O Diabo

144 9 52
                                    

A lição mais recorrente na vida de Wanda Eisenhardt foi ensinada pela sua mãe. Era um pensamento simples — repassado por uma mulher igualmente simples e lúcida — que dizia que cedo ou tarde, todo homem se revelaria. A jovem mais do que acreditava nessas palavras, ela enxergava tais revelações acontecerem diante de seus olhos, de modo que compreender o que as pessoas eram capazes de fazer não se mostrava um enigma absoluto. A maioria não se entregava imediatamente, é claro, mas não havia quem não deixasse escapar aqui e ali pedaços de suas crenças e intenções, como mosaicos. Às vezes eram imagens bonitas, às vezes não. Talvez não significassem nada. Wanda apenas observava com atenção e discernia quando pequenas peças dos homens poderiam ser afiadas demais, sangrentas demais.

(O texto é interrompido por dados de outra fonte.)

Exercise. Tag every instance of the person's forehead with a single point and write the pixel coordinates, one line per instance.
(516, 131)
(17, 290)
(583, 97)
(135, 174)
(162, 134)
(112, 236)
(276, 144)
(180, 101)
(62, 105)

Era uma pena que a compreensão sobre o que as pessoas podiam fazer não lhe dava plena certeza do que elas efetivamente faziam em determinados momentos. A compreensão e o senso de perigo, na verdade, sequer havia garantido que Wanda e seu irmão ficassem livres de uma vida oscilante, enredados em uma teia repleta das pessoas erradas e peças muito, muito pontiagudas de um quebra-cabeça maior. Era como caminhar no escuro com uma fonte valiosa — porém limitada — de luz, que não protegeria-lhe de certas ameaças até que estivessem perto demais. De qualquer maneira, o ensinamento de sua mãe ainda estava vivo na mente da jovem e era uma das frases que Wanda mais se lembrava, ao lado das memórias doces e do broche que havia recebido antes que Magda fosse levada pela gripe espanhola em 1918. Se o ensinamento falhasse, o broche pesado protegeria-lhe do mal.

E Wanda preferia acreditar nisso.

Passou as pontas dos dedos em um gesto distraído sobre a superfície de ferro pesado banhado em prata, depois nas gotas de pedras vermelhas. Não era uma jóia exatamente valiosa em comparação à ostentação que o cassino pedia — ou ao que o senhor Emerald exigia de suas garotas mais bonitas — entretanto, Wanda alfinetava-a sempre em seus vestidos, usando o broche em todas as madrugadas. Sempre vestia a cor escarlate.

Ela estava sentada em frente ao balcão do bar, com uma taça de bebida em sua mão e um sorriso falso estampado no rosto. Não ousava vacilar a expressão, uma vez que suas tarefas ali se resumiam a jogar um pouco, ser atraente e agradável, estimular os clientes a beberem e — mais importante — apostarem mais. Não estava no cassino para ser uma jovem preocupada e triste, não era paga para isso. O quanto era paga não convém a conversa. Caso um dos rapazes do senhor Emerald notasse sua indisposição, haveria consequências. Portanto, ainda que suas mãos tremessem um pouco e gotículas de suor teimassem em brotar em sua testa, Wanda somente tirou uma piteira de sua bolsa e acendeu o cigarro na ponta com um isqueiro.

Havia música no ar, risadas. Piano, trompetes. Exclamações de homens que perdiam e ganhavam dinheiro, gritinhos empolgados de mulheres com bebidas nas mãos. Era tudo tão colorido e tão lindo que Wanda quase podia fingir que aquela era uma realidade diferente, na qual a madrugada se limitava a risos e os problemas desapareciam quando o garçom trazia outra rodada de gim. Quase podia fingir que a alegria era eterna e doce e fútil.

Mas Wanda não era apenas uma dama que veio ali para uma dose de aventura. Ela era uma peça da decoração que se misturava ao cenário e tinha uma posição e funções muito bem definidas. Sorria com os lábios perfeitamente pintados, vez ou outra soltando a fumaça do cigarro. Neste momento, uma voz macia chamou-a:

— Se não é a Dama de Ouros...

Uma pessoa se aproximou, um homem com colete e gravata borboleta. Ele mostrou a carta em questão para Wanda, num gesto elegante de flerte, ao mesmo tempo se referindo a ela pelo nome da carta. Tratava-se do crupiê da mesa mais próxima — agora vazia de apostadores — um rapaz de sotaque francês chamado Remy LeBeau. Ao contrário do que todos assumiam, ele não era de fato francês: vinha de Nova Orleans. A razão de ter saído de lá jamais havia ficado clara, afinal, Remy narrava uma versão diferente para cada um que ousasse questionar.